The only intelligent thing I heard you saying in all this was that “you didn’t raise your son to be gay”. Of course you didn’t. He was born this way and didn’t chase it any more than he being left-handed. You however, have made a choice of being hurtful, narrow-minded and backward. So, while we are in the business of disowning our children, I think I’ll take this moment to say goodbye to you. I now have a fabulous (as the gays put it) grandson to raise, and I don’t have time for heart-less B-word of a daughter.

If you find your heart, give us a call.

- Dad

Buzzfeed reports that the letter was sent in from a FCKH8 supporter, but there are unfortunately doubts to its authenticity.
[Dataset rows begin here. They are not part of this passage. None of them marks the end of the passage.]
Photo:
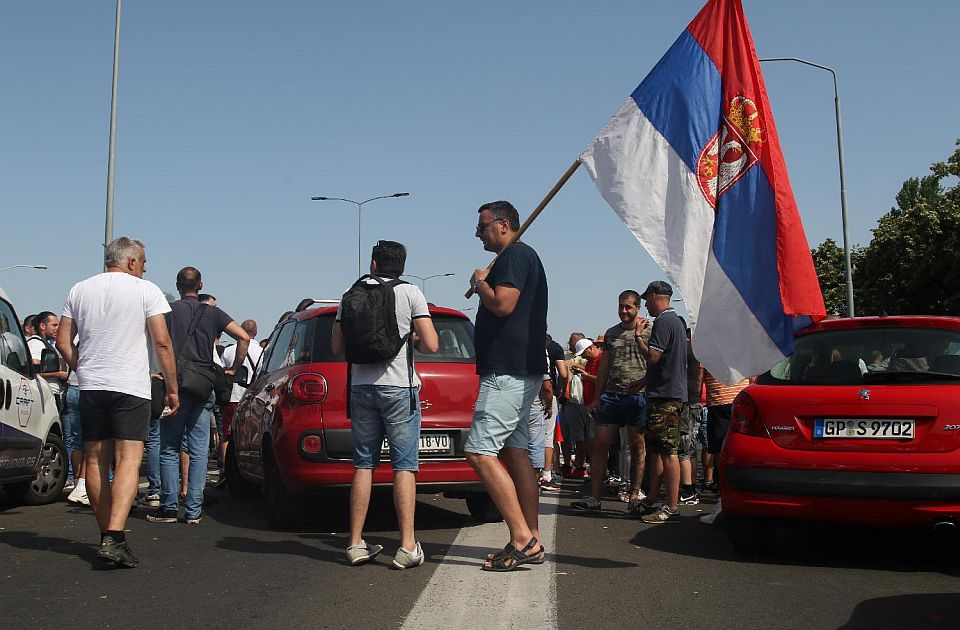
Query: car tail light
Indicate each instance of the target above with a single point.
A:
(311, 444)
(311, 388)
(746, 417)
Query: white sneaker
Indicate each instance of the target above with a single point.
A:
(708, 519)
(408, 559)
(79, 496)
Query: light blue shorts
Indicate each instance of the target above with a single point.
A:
(501, 417)
(378, 411)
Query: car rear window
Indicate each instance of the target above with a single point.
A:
(870, 355)
(455, 335)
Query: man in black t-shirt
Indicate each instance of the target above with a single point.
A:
(666, 355)
(192, 421)
(509, 338)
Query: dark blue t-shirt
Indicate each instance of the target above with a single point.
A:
(514, 344)
(667, 378)
(200, 347)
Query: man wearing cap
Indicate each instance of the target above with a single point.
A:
(621, 376)
(666, 356)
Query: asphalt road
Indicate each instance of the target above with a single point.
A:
(603, 571)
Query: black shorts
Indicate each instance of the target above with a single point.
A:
(718, 423)
(106, 415)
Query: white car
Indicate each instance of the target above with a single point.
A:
(33, 458)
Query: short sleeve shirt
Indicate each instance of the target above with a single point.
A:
(410, 305)
(667, 378)
(212, 323)
(514, 344)
(627, 363)
(36, 345)
(111, 311)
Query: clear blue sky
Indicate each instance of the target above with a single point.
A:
(233, 113)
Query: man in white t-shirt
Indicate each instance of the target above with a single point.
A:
(112, 315)
(384, 402)
(45, 327)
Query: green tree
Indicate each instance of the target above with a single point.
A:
(828, 261)
(912, 264)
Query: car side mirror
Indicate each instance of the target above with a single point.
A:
(49, 361)
(242, 377)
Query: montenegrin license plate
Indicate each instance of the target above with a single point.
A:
(429, 443)
(864, 428)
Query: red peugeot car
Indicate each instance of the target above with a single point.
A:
(291, 434)
(860, 425)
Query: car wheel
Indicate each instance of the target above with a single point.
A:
(482, 508)
(238, 486)
(284, 509)
(51, 476)
(751, 535)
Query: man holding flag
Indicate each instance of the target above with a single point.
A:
(692, 164)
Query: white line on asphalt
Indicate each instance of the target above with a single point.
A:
(460, 595)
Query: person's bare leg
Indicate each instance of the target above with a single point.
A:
(184, 472)
(359, 502)
(528, 493)
(707, 467)
(654, 474)
(601, 444)
(99, 455)
(686, 472)
(671, 479)
(500, 486)
(638, 456)
(128, 455)
(405, 502)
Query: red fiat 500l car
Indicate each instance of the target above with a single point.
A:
(291, 434)
(861, 425)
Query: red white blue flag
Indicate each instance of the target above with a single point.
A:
(692, 164)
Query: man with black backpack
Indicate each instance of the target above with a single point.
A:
(194, 326)
(379, 322)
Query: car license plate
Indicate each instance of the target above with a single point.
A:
(864, 428)
(429, 443)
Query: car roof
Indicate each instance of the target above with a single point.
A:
(317, 311)
(883, 321)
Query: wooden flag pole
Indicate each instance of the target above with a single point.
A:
(533, 215)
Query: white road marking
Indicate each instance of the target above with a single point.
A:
(460, 595)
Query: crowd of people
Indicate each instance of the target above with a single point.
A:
(632, 410)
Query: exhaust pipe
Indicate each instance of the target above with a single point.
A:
(945, 526)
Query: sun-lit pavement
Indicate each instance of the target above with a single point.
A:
(603, 571)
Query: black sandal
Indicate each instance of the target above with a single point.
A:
(537, 558)
(517, 556)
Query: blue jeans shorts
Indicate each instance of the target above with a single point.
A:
(622, 410)
(501, 417)
(378, 411)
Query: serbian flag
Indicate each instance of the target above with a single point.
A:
(692, 164)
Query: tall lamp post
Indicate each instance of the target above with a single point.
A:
(112, 151)
(359, 205)
(843, 185)
(423, 280)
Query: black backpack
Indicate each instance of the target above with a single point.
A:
(368, 318)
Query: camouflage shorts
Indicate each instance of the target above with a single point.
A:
(663, 426)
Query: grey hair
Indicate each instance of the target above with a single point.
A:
(120, 250)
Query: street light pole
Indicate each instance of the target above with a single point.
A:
(423, 280)
(112, 152)
(359, 205)
(843, 185)
(24, 266)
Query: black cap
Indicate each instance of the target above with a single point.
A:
(657, 287)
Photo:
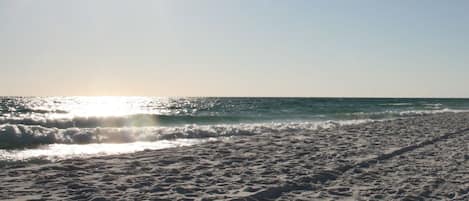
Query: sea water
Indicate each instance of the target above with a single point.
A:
(64, 127)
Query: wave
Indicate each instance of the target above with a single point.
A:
(397, 104)
(13, 136)
(401, 113)
(138, 120)
(153, 120)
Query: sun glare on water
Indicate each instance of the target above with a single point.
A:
(106, 106)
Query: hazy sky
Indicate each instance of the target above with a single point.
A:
(391, 48)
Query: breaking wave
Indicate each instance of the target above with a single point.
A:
(20, 136)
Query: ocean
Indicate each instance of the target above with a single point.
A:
(64, 127)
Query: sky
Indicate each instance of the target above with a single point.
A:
(313, 48)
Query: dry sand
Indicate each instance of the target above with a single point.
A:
(421, 158)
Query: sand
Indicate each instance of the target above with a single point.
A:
(419, 158)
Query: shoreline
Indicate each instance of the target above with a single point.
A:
(331, 163)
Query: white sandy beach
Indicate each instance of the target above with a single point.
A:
(420, 158)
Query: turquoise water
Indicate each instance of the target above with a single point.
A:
(27, 122)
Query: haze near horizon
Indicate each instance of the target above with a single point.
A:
(235, 48)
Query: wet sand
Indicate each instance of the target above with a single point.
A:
(419, 158)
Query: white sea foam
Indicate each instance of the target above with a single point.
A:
(63, 151)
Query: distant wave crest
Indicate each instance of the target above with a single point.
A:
(20, 136)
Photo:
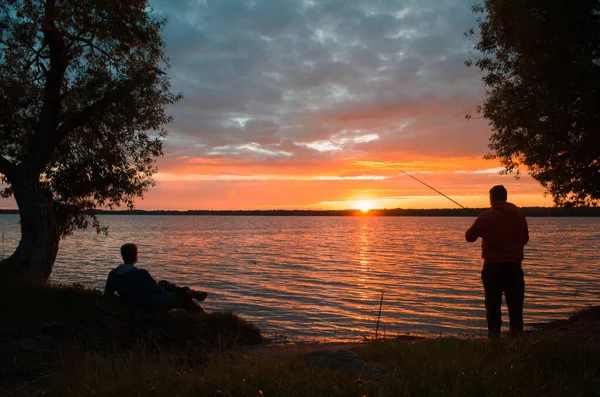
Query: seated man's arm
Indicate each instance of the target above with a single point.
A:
(148, 283)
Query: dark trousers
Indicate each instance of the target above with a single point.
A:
(177, 298)
(504, 278)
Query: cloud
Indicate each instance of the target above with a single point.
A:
(285, 68)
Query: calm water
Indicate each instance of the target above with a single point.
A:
(322, 277)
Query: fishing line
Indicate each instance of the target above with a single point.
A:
(429, 186)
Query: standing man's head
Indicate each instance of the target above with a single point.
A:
(498, 194)
(129, 253)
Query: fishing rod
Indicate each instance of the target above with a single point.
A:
(429, 186)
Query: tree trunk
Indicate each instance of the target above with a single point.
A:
(34, 257)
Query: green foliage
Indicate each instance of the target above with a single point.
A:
(541, 66)
(532, 366)
(83, 93)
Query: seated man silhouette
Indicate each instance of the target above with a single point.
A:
(139, 287)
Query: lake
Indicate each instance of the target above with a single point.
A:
(322, 277)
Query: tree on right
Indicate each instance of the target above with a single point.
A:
(540, 62)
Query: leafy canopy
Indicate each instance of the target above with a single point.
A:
(540, 61)
(83, 94)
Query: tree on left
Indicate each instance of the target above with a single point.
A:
(83, 99)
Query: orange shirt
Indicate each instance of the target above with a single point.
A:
(503, 231)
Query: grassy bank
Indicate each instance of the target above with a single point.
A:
(557, 360)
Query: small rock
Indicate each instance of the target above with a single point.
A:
(345, 361)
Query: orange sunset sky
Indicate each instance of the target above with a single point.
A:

Nevertheless, Facebookers are sharing it like breastfeeding tips.

But let’s hope a grandfather of this quality is out there somewhere, stepping up to the plate as both a parent and a grandparent.

Share This Post:
  • Mystik Spiral

    I hope the letter is real, because it is very refreshing, especially considering how homophobia is generally a trait handed down from generation to generation.

    • Miss Isis

      You wrote everything I wanted to say : ) I hope this letter is real too.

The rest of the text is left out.